Meu querido José
Que futuro será este,
economicista, que a Europa quer para os seus? Povos humilham povos e
vangloriam-se de feitos que de heroico têm somente a falta de heroísmo e de humanidade!
(Sim, jovem das antíteses literárias, há tanta humanidade na falta dela como no
amor, é sempre uma questão de perspectiva!).
É por falarmos em
Europa e, claro está, nessa formidável Hellas, que lhe faço chegar mais uma
impressão da longínqua, bela e mitológica Nicosia, esse país navio.
Julgo mais que tempo de
retomar os ventos elísios, os da escrita, não os do sangue, que bolinam para
essas paragens tão mediterranicamente líquidas.
Sei-o de malas aviadas
até às belas terras de Entre Douro e Tâmega. De malas e de livros, disse-me
Efraim! O enorme semita agradece-lhe imenso a viola amarantina e os doces desse
tão afamado santo (das velhas o predilecto!). Saúdo-o com um gesto largo,
enófilo e trigueiro, agradecendo-lhe a bela colheita de verde branco que me
trouxe das terras de Celorico de Basto! Que néctar!
Abraços muitos de
Efraim.
Um só, apertado e com
este cheiro a Europa, do
Seu
Gonçalo V. de Sousa.
Em Nicosia o
mundo é mais pequeno, mais quente e mais aromático. As ruas desta cidade
capital são assertivas e luminosas. Os perfumes conjugam-se com as palavras
mais estranhas e mais esdrúxulas que uma língua é capaz de conjugar. Aqui as
especiarias são longos rasgos românticos de um qualquer viandante. O cheiro a
pão quente das pequenas padarias de esquina é como uma promessa de tardes
felizes e familiares, onde o pater familias
ou a mater famílias, pois
necessidade não há nenhuma em saber se mulher ou homem regressam a casa depois
de um dia de trabalho e de coisas de adultos. Interessa, sim, aquele
ante-momento de chegar a casa, a expectativa dos filhos, dos sofás ansiosos,
das janelas corridas e do vento que sopra suave porque é calmo e ledo qualquer
passo certo e risonho.
Assim, chegar a
casa nas tardes de Nicosia é chegarmos a nós mesmos. Mas o que somos nós,
Efraim, senão o olhar que os outros nos dão? Somos olhares de terceiros,
criações alheias ao que supusemos nosso.
Quando nos
levantamos da cama não somos os mesmos que nos deitamos ainda a noite largava
ténues raios lunares, ainda que falsos.

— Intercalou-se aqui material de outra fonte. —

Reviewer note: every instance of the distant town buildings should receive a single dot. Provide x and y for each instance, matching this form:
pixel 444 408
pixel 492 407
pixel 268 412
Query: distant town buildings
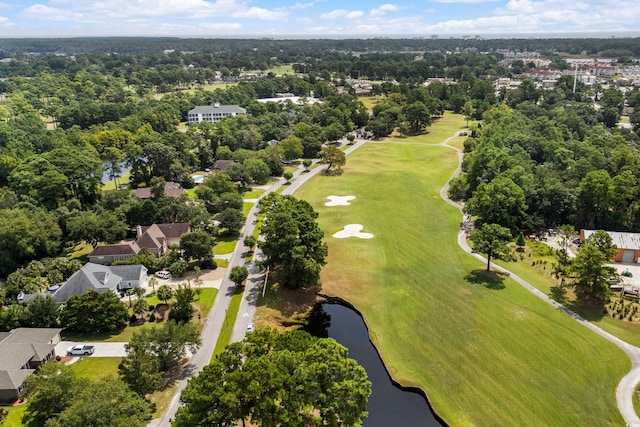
pixel 213 113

Cada dia nascemos das cinzas do whisky
da madrugada anterior. E há tantos whiskies e tantas madrugadas!
Em certa medida,
somos invenção dos outros, criação terceira a nós próprios. Maquinações de quem
nos olha ao longe, disfarçadamente, sombriamente, interessadamente.
Enquanto houver
multidões anónimas, poderemos estar descansados, Efraim. Enquanto houver
multidões cosmopolitas poderemos flanar anónima e deliciosamente sós.